Ora il Signore Gesù, risorto da morte, asciuga le nostre lacrime e trasfigura il nostro lutto in una splendida occasione di gioia, così da poter accompagnare, consolati, il nostro Roberto nel suo viaggio finale, dove verrà accolto dalla compagnia dei Santi, dai tanti amici defunti, parte dei quali hanno condiviso con noi, in questi anni, la stessa avventura cristiana, momenti di umile servizio e di dono generoso, quale riflesso dell’amore di Dio per tutti, soprattutto per i poveri.
Sono quei “santi della porta accanto“, testimoni viventi dell’amore di Dio, che ci hanno preceduto nel cammino della fede e che hanno preparato un posto anche a Roberto, perché goda il premio della sua fedeltà nell’amore, cioè nel libero e gioioso dono di sé.
Perciò è significativa l’immagine del banchetto, espressa nella prima lettura dal profeta Isaia, quale prefigurazione della gioia e della piena comunione che il Signore riserva nell’al di là a coloro che hanno fatto della loro vita un dono. Sono gli invitati a “un banchetto di grasse vivande, un banchetto di vini eccellenti, di cibi succulenti, di vini raffinati“.
Oggi festeggiamo quindi con gioia l’ingresso nella vita eterna del nostro fratello Roberto, lui che nel tempo ha condiviso la nostra vita ecclesiale e sociale e ha promosso costantemente la “convivialità delle differenze“, accogliendo tutti alla mensa comune, soprattutto i poveri, al di là della loro provenienza, del colore della loro pelle, della loro condizione sociale e perfino della religione, quali ospiti d’onore del Signore, ma anche accolti dalla nostra generosa ospitalità.

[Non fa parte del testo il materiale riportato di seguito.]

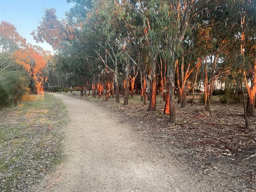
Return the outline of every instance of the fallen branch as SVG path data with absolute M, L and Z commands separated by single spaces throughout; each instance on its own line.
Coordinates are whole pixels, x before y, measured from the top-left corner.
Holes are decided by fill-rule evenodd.
M 256 154 L 252 154 L 251 156 L 249 156 L 248 157 L 246 157 L 246 158 L 245 158 L 244 159 L 242 159 L 242 161 L 244 161 L 245 160 L 247 160 L 247 159 L 249 159 L 251 158 L 254 157 L 256 157 Z

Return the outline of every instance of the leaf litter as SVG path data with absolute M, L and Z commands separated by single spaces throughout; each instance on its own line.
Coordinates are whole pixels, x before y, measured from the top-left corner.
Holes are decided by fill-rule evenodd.
M 211 184 L 225 191 L 256 191 L 256 117 L 250 117 L 245 128 L 242 104 L 212 104 L 212 115 L 197 102 L 181 108 L 175 103 L 175 123 L 164 115 L 164 103 L 158 97 L 157 111 L 147 111 L 137 100 L 124 106 L 115 99 L 104 101 L 91 96 L 83 98 L 109 109 L 113 117 L 133 125 L 156 150 L 169 154 L 186 164 L 195 174 L 207 177 Z M 158 96 L 159 97 L 159 96 Z M 130 100 L 129 100 L 130 101 Z

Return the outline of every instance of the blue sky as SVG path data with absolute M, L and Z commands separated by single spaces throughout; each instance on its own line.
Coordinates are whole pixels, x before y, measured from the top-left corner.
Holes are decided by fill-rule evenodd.
M 36 44 L 30 33 L 36 30 L 44 15 L 45 9 L 55 8 L 59 19 L 65 17 L 73 4 L 66 0 L 0 0 L 0 21 L 13 25 L 18 33 L 26 38 L 27 43 Z M 52 50 L 46 43 L 41 44 L 45 49 Z

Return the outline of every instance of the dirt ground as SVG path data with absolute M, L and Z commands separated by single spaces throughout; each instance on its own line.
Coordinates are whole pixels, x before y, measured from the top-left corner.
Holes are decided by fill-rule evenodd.
M 214 105 L 212 116 L 177 107 L 169 124 L 162 106 L 54 96 L 71 119 L 67 158 L 31 191 L 256 191 L 256 158 L 245 159 L 256 152 L 256 119 L 244 129 L 242 106 Z

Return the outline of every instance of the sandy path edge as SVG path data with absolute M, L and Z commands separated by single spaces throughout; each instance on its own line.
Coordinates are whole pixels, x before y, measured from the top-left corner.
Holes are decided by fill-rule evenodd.
M 30 191 L 212 191 L 131 125 L 91 102 L 54 94 L 67 106 L 67 159 Z

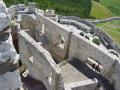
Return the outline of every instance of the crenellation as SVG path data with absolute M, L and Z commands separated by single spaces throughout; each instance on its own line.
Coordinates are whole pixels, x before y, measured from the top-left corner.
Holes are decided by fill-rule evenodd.
M 37 9 L 32 2 L 28 7 L 10 6 L 9 13 L 12 19 L 17 16 L 13 26 L 20 60 L 47 90 L 119 90 L 118 47 L 90 21 L 58 16 L 54 10 Z M 93 42 L 95 37 L 100 45 Z

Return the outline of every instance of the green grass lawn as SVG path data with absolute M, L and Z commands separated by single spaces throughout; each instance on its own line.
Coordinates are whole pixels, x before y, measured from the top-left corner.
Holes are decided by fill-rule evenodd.
M 115 15 L 120 16 L 120 0 L 100 0 L 100 2 Z
M 92 1 L 91 16 L 97 19 L 102 19 L 112 17 L 114 14 L 102 4 Z
M 96 26 L 103 29 L 120 46 L 120 20 L 101 23 Z

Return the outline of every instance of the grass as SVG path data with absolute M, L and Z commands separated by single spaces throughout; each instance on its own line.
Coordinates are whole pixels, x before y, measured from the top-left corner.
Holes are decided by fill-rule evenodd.
M 97 27 L 103 29 L 112 37 L 114 42 L 120 46 L 120 20 L 114 20 L 106 23 L 97 24 Z
M 26 3 L 28 0 L 15 0 L 16 3 Z M 91 0 L 32 0 L 43 10 L 54 9 L 57 14 L 88 18 L 91 11 Z M 7 5 L 15 4 L 14 0 L 4 0 Z
M 97 19 L 102 19 L 112 17 L 114 14 L 100 3 L 92 1 L 91 16 Z
M 120 0 L 100 0 L 100 2 L 115 15 L 120 16 Z

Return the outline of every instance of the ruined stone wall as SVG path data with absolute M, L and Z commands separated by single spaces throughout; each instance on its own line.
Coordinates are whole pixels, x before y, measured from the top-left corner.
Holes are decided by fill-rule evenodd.
M 47 90 L 62 90 L 63 81 L 59 67 L 50 53 L 33 40 L 25 31 L 19 32 L 20 59 L 29 74 L 44 83 Z
M 69 58 L 77 57 L 81 61 L 85 62 L 88 57 L 94 58 L 103 66 L 102 75 L 106 77 L 110 82 L 119 83 L 119 79 L 114 79 L 115 77 L 119 77 L 118 72 L 114 72 L 114 66 L 116 61 L 119 59 L 112 54 L 109 54 L 107 50 L 100 48 L 89 40 L 84 39 L 80 35 L 75 33 L 71 36 L 71 44 L 70 44 L 70 53 Z M 115 76 L 114 76 L 115 75 Z M 118 88 L 116 90 L 119 90 Z
M 37 14 L 36 20 L 44 24 L 44 35 L 49 41 L 50 52 L 57 60 L 67 57 L 71 32 L 59 23 Z
M 95 79 L 96 80 L 96 79 Z M 98 81 L 92 79 L 65 84 L 65 90 L 96 90 Z

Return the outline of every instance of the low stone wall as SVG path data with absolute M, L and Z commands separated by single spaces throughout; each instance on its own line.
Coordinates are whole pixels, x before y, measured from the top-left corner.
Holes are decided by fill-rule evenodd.
M 44 83 L 47 90 L 63 90 L 59 67 L 50 53 L 33 40 L 25 31 L 19 32 L 20 59 L 26 64 L 30 75 Z
M 44 24 L 44 35 L 49 41 L 50 52 L 57 60 L 64 60 L 67 57 L 70 43 L 71 31 L 65 29 L 59 23 L 37 14 L 37 25 Z M 41 32 L 42 28 L 37 31 Z
M 95 79 L 96 80 L 96 79 Z M 96 90 L 98 81 L 92 79 L 65 84 L 65 90 Z
M 112 21 L 112 20 L 120 20 L 120 17 L 111 17 L 111 18 L 107 18 L 107 19 L 102 19 L 102 20 L 95 20 L 95 21 L 91 21 L 91 23 L 94 23 L 94 24 L 98 24 L 98 23 L 105 23 L 105 22 L 109 22 L 109 21 Z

Sono numerose le persone che il diacono Roberto ha riconosciuto come fratelli e sorelle in questi anni, quelli che nel vangelo, appena proclamato, sono identificati come la stessa “carne viva” del Signore Gesù: “lo avete fatto a me!”.
Volti concreti che si sono via via presentati: profughi, senza dimora, carcerati, migranti, nullatenenti, persone affette da malattie mentali, famiglie in difficoltà, disabili, persone prive di lavoro, ragazze della tratta, o uomini e donne dalle svariate dipendenze: insomma tutti quei poveri che generalmente la società esclude perché danno fastidio e tiene volentieri ai margini. Roberto li ha saputi accogliere, riconoscendoli come i prediletti del Signore e ha mostrato loro al vivo la misericordia di Dio, quale “cuore pulsante del Vangelo“.
Caro diacono Roberto, ti ringrazio, a nome di tutti, perché ci hai insegnato a identificare le persone, pur nella diversità delle etnie, delle società e delle culture, quali nostri fratelli e sorelle, che si accolgono reciprocamente, prendendosi cura gli uni degli altri.
Glorifichiamo il Signore che attraverso di te ci ha educato ad essere, come si è espresso più volte papa Francesco, “una Chiesa che serve, che esce dai suoi templi, dalle sue sacrestie, per accompagnare la vita, sostenere la speranza, essere segno di unità, per gettare ponti, abbattere muri, seminare riconciliazione”.